All I want is a simple analysis!

01If this title sounds familiar to you it’s probably because I wrote an article three years ago on the SDL blog with the very same title.  It’s such a good title (in my opinion ;-)) I decided to keep it and write the same article again, but refreshed and enhanced a little for SDL Trados Studio 2014.

Something I only occasionally hear these days is “When I used Workbench or SDLX it was simple to create a quick analysis of my files. Now I have to create a Project in Studio and it takes so long to do the same thing.”  I do think this is something you’re more likely to hear from experienced users of the older products because they initially find that getting a quick report out of Studio is a far more onerus process than it used to be.  What they might not think of is how you can use the Projects concept to make this easy for you once you become just as experienced with the new tools.

The basic concept behind getting a quick and simple analysis report before you take on a job is that you create a Project that you only use for analysis and then you leave this permanently in the Projects View:

02
Once you’ve done this the process becomes quite simple.  All you have to do is activate the Project by double clicking it whenever you want to analyse a file, or files, then drag and drop them onto the Files View.  If you prefer you can also use the Add Files button from the File Actions group in the ribbon or Right-Click from the Files View window:

03

The one difference between these methods is that if you select Add Files in either of the latter methods they will always be treated as translatable files as long as they are recognised filetypes.  If you drag and drop without changing to the source language first then you will be presented with an option:

04

If you change to the source language then you won’t get this option and they will be added as translatable files.  If you decide you want to change the purpose of a file after adding it then you can change this by selecting the files and then clicking on this icon in the ribbon:

05

In this example I’m just adding three files, and once they are in the list you can right click on a file (or folder), or select several files together using the ctrl key and choose the Analyze Only batch task, or select it from the Batch Task icon on the ribbon:

06

Once the task has completed you can select the Reports View and the reports at the top of the list will be the reports for this analysis.
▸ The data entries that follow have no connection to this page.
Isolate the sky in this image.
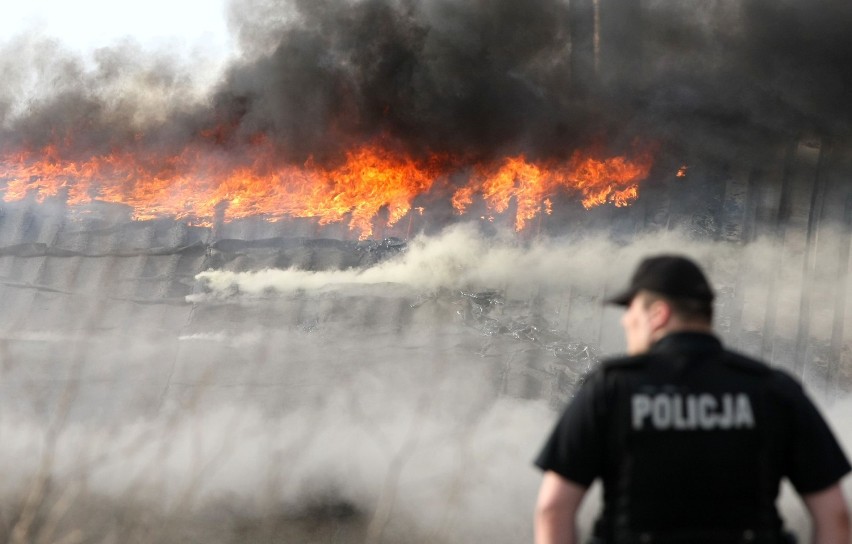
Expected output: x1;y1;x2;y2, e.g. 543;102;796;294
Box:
0;0;233;57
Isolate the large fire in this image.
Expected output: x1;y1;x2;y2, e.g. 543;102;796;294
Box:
0;137;653;238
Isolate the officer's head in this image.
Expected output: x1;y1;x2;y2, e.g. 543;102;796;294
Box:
607;255;714;354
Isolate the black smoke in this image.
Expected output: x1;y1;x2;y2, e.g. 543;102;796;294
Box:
0;0;852;166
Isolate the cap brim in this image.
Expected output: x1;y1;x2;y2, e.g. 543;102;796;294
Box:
604;289;636;306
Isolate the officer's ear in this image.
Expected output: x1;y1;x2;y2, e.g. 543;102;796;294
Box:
648;298;672;330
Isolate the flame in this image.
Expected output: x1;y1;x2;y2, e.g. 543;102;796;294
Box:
452;147;653;230
0;135;652;239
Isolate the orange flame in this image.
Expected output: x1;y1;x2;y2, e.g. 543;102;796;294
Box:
453;147;653;230
0;135;652;239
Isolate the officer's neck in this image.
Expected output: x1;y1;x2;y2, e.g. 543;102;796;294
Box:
651;318;713;344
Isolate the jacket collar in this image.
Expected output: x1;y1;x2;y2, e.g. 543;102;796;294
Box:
648;332;722;353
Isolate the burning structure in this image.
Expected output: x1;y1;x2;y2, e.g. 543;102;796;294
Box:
0;0;852;542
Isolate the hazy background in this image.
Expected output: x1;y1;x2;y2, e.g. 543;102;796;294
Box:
0;0;852;544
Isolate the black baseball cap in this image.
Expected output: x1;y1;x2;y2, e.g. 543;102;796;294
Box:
606;255;714;306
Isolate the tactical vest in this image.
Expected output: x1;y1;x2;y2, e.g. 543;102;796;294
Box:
595;349;785;544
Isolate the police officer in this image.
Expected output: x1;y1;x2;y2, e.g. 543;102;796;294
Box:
535;255;850;544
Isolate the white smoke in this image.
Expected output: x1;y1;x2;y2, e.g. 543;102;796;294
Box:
0;225;852;544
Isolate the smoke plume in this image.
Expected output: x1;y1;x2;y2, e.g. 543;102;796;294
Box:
0;0;852;163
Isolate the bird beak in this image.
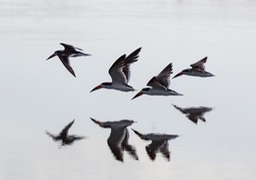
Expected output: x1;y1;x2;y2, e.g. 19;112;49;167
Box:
46;53;56;60
132;91;143;100
90;118;100;124
90;85;102;93
172;72;183;79
132;129;142;137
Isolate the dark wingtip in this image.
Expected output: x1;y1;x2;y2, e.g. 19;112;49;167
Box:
172;72;183;79
131;91;143;100
131;128;142;137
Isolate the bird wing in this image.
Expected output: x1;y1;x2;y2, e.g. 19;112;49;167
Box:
91;118;112;128
58;55;76;77
60;120;75;137
146;141;164;160
108;54;128;84
148;63;172;90
121;128;139;160
190;56;207;71
147;76;167;90
45;131;57;141
108;127;127;161
159;140;170;161
123;47;141;83
60;43;82;51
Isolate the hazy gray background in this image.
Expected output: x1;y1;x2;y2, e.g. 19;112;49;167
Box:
0;0;256;180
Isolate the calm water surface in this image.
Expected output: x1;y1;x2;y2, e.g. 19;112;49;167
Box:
0;0;256;180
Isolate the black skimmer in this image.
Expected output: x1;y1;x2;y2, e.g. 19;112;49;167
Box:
173;104;212;124
173;57;214;79
132;63;182;99
46;120;85;146
91;118;139;161
91;47;141;92
132;129;179;161
46;43;91;77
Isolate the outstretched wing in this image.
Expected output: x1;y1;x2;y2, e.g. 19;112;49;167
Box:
123;47;141;83
90;118;111;128
58;52;76;77
190;56;207;71
159;140;170;161
156;63;172;88
147;76;167;90
60;120;75;137
108;54;127;84
45;131;57;141
121;129;139;160
60;43;82;51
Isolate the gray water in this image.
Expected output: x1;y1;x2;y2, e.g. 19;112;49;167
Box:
0;0;256;180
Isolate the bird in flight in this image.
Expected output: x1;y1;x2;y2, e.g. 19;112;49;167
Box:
132;63;182;99
132;129;179;161
90;47;141;92
45;120;85;146
173;57;214;79
173;104;212;124
46;43;91;77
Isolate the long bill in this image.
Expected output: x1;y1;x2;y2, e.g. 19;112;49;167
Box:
132;91;143;100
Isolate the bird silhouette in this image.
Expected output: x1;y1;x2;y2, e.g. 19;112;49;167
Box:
46;43;91;77
91;118;139;161
45;120;85;146
90;47;141;92
173;57;214;79
132;63;182;99
132;129;179;161
173;104;213;124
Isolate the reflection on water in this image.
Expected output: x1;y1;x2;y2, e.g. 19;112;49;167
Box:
132;129;178;161
91;118;139;161
173;104;212;124
0;0;256;180
46;120;85;146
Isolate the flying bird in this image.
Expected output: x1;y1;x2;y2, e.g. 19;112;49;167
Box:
46;43;91;77
90;47;141;92
132;129;179;161
173;57;214;79
173;104;212;124
46;120;85;146
91;118;139;161
132;63;182;99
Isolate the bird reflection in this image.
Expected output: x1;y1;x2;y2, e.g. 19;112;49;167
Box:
45;120;85;146
132;129;179;161
91;118;139;161
47;43;90;77
173;104;212;124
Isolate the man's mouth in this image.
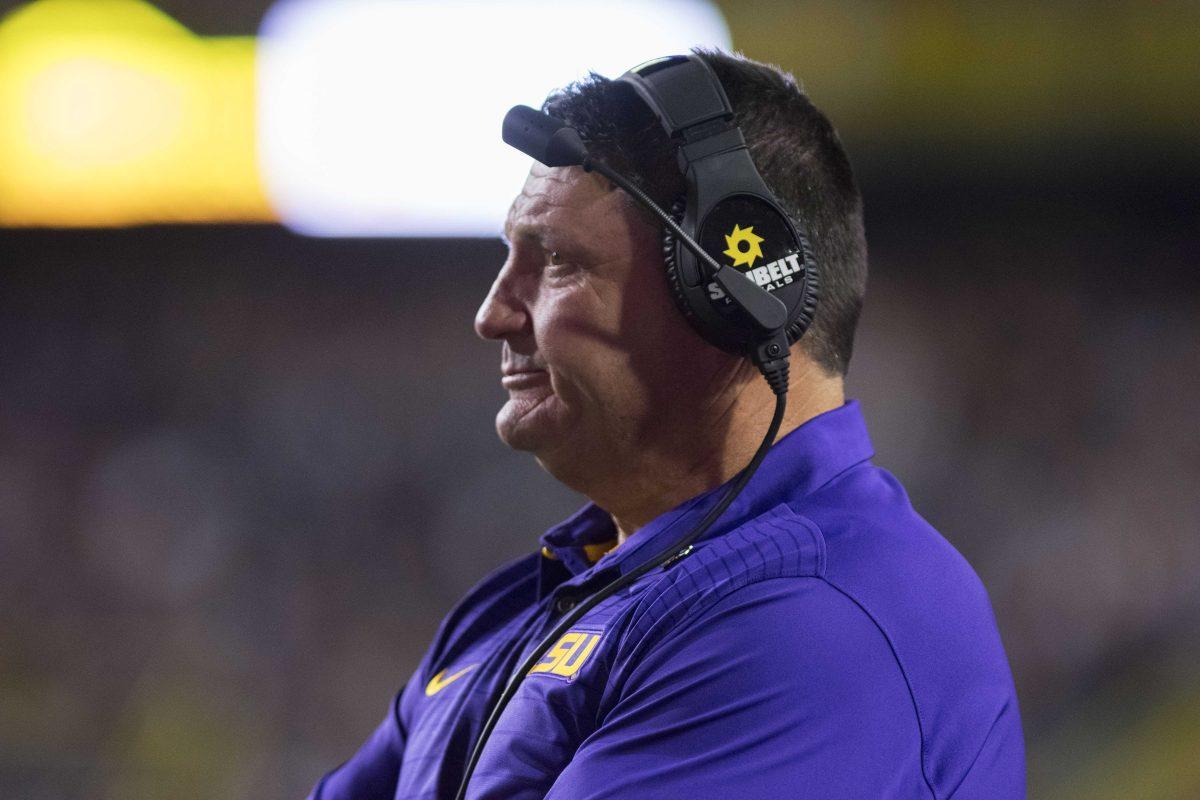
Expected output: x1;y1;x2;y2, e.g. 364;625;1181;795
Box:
500;369;550;389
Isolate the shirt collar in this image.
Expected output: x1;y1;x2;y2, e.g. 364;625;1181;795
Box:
541;399;874;583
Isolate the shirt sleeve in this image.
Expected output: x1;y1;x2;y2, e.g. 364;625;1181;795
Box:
546;577;930;800
308;691;406;800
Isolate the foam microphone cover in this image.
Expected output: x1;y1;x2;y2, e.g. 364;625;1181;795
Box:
502;106;588;167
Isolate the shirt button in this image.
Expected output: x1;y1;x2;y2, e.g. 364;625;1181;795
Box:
554;595;575;614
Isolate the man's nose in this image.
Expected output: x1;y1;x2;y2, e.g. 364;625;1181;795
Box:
475;264;529;339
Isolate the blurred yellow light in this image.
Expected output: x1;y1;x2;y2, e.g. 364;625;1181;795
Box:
0;0;274;225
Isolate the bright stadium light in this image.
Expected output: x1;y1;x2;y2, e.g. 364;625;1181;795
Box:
0;0;272;225
258;0;730;236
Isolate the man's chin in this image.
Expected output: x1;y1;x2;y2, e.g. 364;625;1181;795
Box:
496;395;563;455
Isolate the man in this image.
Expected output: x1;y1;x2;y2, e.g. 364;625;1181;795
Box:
313;53;1024;800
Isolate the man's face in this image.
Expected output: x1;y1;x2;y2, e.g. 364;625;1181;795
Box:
475;164;728;488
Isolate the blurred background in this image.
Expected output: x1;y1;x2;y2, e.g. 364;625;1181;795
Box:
0;0;1200;800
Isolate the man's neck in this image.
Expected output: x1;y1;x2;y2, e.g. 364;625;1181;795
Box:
604;359;845;546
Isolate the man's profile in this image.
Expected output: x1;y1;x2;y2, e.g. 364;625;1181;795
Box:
313;52;1025;800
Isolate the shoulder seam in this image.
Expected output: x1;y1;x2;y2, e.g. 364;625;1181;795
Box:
814;575;937;800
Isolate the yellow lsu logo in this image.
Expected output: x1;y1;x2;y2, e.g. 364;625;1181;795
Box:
529;631;600;680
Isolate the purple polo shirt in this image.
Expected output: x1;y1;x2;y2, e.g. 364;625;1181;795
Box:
312;401;1025;800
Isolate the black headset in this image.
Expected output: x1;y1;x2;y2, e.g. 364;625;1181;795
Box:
618;55;817;367
455;55;817;800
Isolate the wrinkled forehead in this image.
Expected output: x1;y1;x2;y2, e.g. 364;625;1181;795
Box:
504;163;625;241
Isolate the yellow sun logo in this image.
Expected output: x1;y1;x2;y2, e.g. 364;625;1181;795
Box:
725;224;763;267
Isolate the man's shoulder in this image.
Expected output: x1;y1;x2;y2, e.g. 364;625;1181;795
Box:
614;463;1022;796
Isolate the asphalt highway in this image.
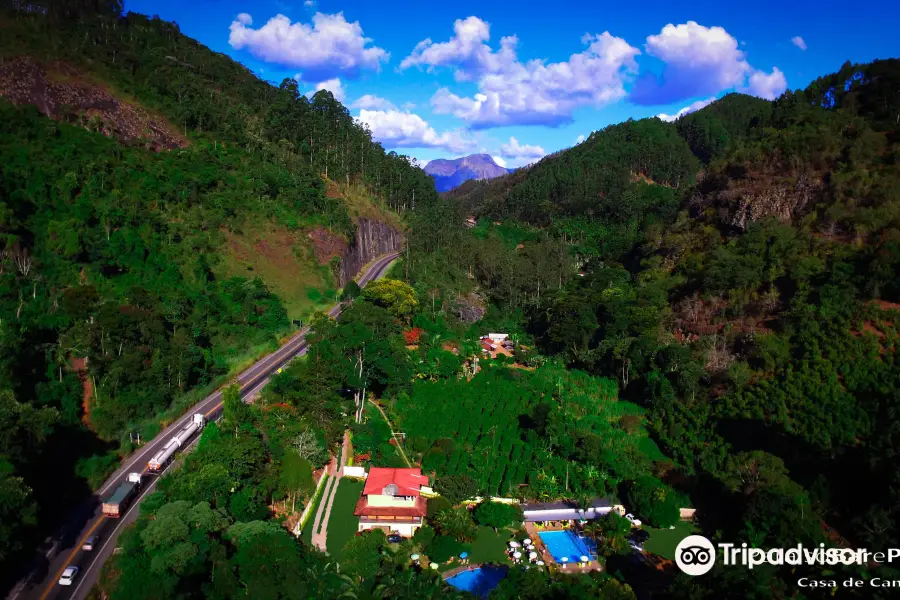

Note that the default Analyze Only task also produces a Translation Count report; if you have the Professional Edition you can create a custom task that only runs the analysis report:

07

You can set the Project up to run without a Translation memory at all, or you can set as many Analysis projects up as you need all preconfigured with your usual Translation Memories and then the time it takes to run the analysis is as fast, if not faster than it was using Workbench or SDLX.  A bigger advantage of Studio is that if you work with one source language and multiple target languages then you can analyse all the languages at the same time which is something you couldn’t do easily before and of course you can also use as many Translation Memories as you like… something else you could not do in Trados 2007.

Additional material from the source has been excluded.